For those who have been paying even modest attention lately, Israel does not seem to get fair press. Its achievements are ignored or marginalized, and its transgressions are magnified beyond proportion. Agree with that or not, such a picture became the consensus of three top-flight panelists at the latest IDC-Leadel collaboration that took place last Thursday, May 20.

In our age of truthiness, when what seems to matter to most folks is not the facts and reality but how things appear, the narrative and the image attain overriding importance.

An "Inside Look at Israeli Media," the discussion starred three clashing, interesting personalities who are doing their best to shape that image in differing ways: Arad Nir, the head of the foreign news desk and an international commentator at Channel 2; David Horovitz, Editor in Chief of the Jerusalem Post, Israel's largest English-language daily; and Marcus Sheff, executive director of the Israel Project, a leading hasbara group. Our own Leah Stern moderated the event.

"There is a disengagement from the Middle East," declaimed Marcus, who was by far the most formal-looking gent in the bunch with a suit and tie and leather briefcase and British-inflected air and voice. His mission is to promote the official Israeli party line abroad and to enforce that line for Israeli media domestically. He wants people to re-engage, but obviously on Israel's side, as the government determines what that side is.

This was most clearly countered by Arad's approach, which is also to connect with his audience but to do so more impartially. "I'm trying to put it all into context," Arad said, using "journalistic integrity, to follow the old-school journalist work in the new media framework." His mission, as he put it, is to deliver "the news wrapped properly." David also wants to deliver the right package in a way that runs ahead of the crashing wave of "speed and accuracy, the real-time effect" that plagues our information age. In a not-so-subtle dig at the charming propaganda agent to his right, David expressed his "horrific amazement" at "how inept official Israel" is in promoting itself and its interests around the world.
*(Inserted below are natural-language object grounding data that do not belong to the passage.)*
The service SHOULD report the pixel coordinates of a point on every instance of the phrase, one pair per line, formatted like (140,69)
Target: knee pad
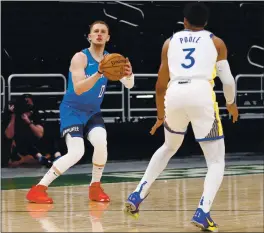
(97,137)
(75,146)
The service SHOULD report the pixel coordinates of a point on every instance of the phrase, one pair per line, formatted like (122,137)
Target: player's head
(99,33)
(195,15)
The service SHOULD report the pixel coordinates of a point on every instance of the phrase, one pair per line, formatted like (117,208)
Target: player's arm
(161,86)
(82,84)
(226,77)
(128,80)
(162,82)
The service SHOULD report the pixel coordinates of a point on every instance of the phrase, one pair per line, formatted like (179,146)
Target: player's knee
(173,143)
(76,147)
(97,137)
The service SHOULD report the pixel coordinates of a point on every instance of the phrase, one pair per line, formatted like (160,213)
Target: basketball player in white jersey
(184,93)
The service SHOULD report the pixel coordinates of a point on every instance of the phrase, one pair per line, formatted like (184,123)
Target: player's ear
(89,38)
(108,38)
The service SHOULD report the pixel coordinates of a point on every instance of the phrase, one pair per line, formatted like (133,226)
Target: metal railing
(58,93)
(238,77)
(122,109)
(261,91)
(11,77)
(48,93)
(2,93)
(129,92)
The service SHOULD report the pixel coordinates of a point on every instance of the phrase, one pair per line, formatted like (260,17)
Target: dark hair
(196,13)
(100,22)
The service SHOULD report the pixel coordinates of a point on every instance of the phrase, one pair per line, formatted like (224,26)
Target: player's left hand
(128,68)
(25,118)
(158,123)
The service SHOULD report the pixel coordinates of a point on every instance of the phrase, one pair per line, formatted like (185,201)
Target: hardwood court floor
(238,207)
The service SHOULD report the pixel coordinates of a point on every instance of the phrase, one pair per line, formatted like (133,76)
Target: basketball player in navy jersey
(184,94)
(81,116)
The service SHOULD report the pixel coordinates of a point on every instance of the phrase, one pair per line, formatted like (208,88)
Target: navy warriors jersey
(89,101)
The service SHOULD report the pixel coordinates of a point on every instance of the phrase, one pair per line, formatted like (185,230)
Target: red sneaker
(96,193)
(38,194)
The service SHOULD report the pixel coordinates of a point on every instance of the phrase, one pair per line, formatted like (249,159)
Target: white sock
(75,147)
(97,137)
(51,175)
(214,152)
(160,160)
(97,173)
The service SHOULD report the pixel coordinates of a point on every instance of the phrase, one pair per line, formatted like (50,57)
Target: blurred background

One key issue that our panel centered on was the war of perceptions. In our age of truthiness, when what seems to matter to most folks is not the facts and reality but how things appear, the narrative and the image attain overriding importance. This was certainly Marcus's specialty. "The messaging is important," he said, adding that it is a failure on the part of the press to not include Hamas rocketing, for example, "as part of their narrative." "There is no in-between," Arad mentioned, referring to the task of building personal relationships as part of the craft of news-gathering. "The Israelis are losing the narrative," he added, with the respect to the bigger picture.

David countered that reporters cannot "give [the viewer or reader] a history lesson. "Why did Elvis Costello cancel his concert in Israel? Not because he's an evil person," the head of the Jerusalem Post pointed out. "We're certainly not the bad guys." On that point all three seemed to concur, but not with the same voice in that agreement. Arad gave the event a closing note by stating that "the media in Israel is one of the most free in the world."

"Amen," Leah concluded. Mr. Jewlicious said to me afterward how absurd it was that they all hailed the wonderful press freedom in Israel in the face of three consecutive court gag orders.